In current practice, the most common postoperative complaints concern body image, namely that the device is incorrectly sized/shaped or that it is too high in the hemi-scrotum.22
In contrast to breast implants, where there have been over 35 articles looking at postoperative patient satisfaction, there have been very few quality of life studies reviewing the outcomes of testicular prosthesis insertion. This is surprising as improvement in body image is the only real indication for insertion of testicular prostheses. A study of 19 patients by Lynch et al.23 suggested that most men were happy with their implants and body image. Two other studies have retrospectively looked at overall patient satisfaction. Adshead et al.22 found that 91% of patients who replied to their questionnaire felt it was extremely important to be offered an implant at the time of an orchidectomy. This study also showed that 73% of those who received a prosthesis felt they had an excellent or good result; however, 23% were dissatisfied because of the shape or position of the prosthesis. Incrocci et al.24 documented that 68% of their patients reported a significant improvement in body appearance with only one patient (5%) dissatisfied.
In the only study to evaluate testicular prosthesis implantation prospectively, Turek et al.12 found, using the Rosenberg Self-Esteem Scale, Body Esteem Scale and the Body Exposure in Sexual Activities Questionnaire (BESAQ), that insertion of a testicular prosthesis led to quantifiable improvements in self-satisfaction, self-esteem, physical attractiveness and positive feelings during sexual activity at 1-year follow-up.
Congenital or acquired bilateral anorchia often requires testicular implants and testosterone administration. A group in Boston, MA, USA explored the possibility of creating hormone-releasing testicular prostheses. In animal models, they produced implants that released physiological levels of testosterone over a prolonged period of time; however, no studies have been carried out to date in humans.
Studies have shown that a certain proportion of men who have testicular prostheses inserted are unhappy about the size or shape of their implant.22 One possible reason for this is that as the size of the implant increases, the length-to-width ratio decreases producing a less elliptical implant. The manufacturing companies might address this issue by producing more natural looking implants in the larger sizes required by adults.

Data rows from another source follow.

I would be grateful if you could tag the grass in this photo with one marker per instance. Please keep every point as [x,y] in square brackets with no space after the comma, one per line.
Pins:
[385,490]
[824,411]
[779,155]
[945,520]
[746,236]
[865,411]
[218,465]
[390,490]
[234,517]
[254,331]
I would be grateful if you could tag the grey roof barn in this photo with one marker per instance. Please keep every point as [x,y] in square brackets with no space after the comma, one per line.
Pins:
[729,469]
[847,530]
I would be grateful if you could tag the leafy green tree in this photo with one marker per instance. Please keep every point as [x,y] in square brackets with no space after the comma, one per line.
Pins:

Testicular prostheses have been shown to reduce the psychological impact resulting from loss or absence of a testicle. Implantation is technically simple if performed at the time of orchidectomy. A low groin incision and antibiotic usage is associated with low complication rates. The long-term fears associated with silicone implants, namely connective tissue or autoimmune diseases and carcinogenesis, have not been substantiated. Even though silicone implants are still widely used in the UK, only saline-filled implants have FDA approval in the US. Whilst the short-term results of the latter show them to be safe and effective, longer-term quality-of-life results are still pending.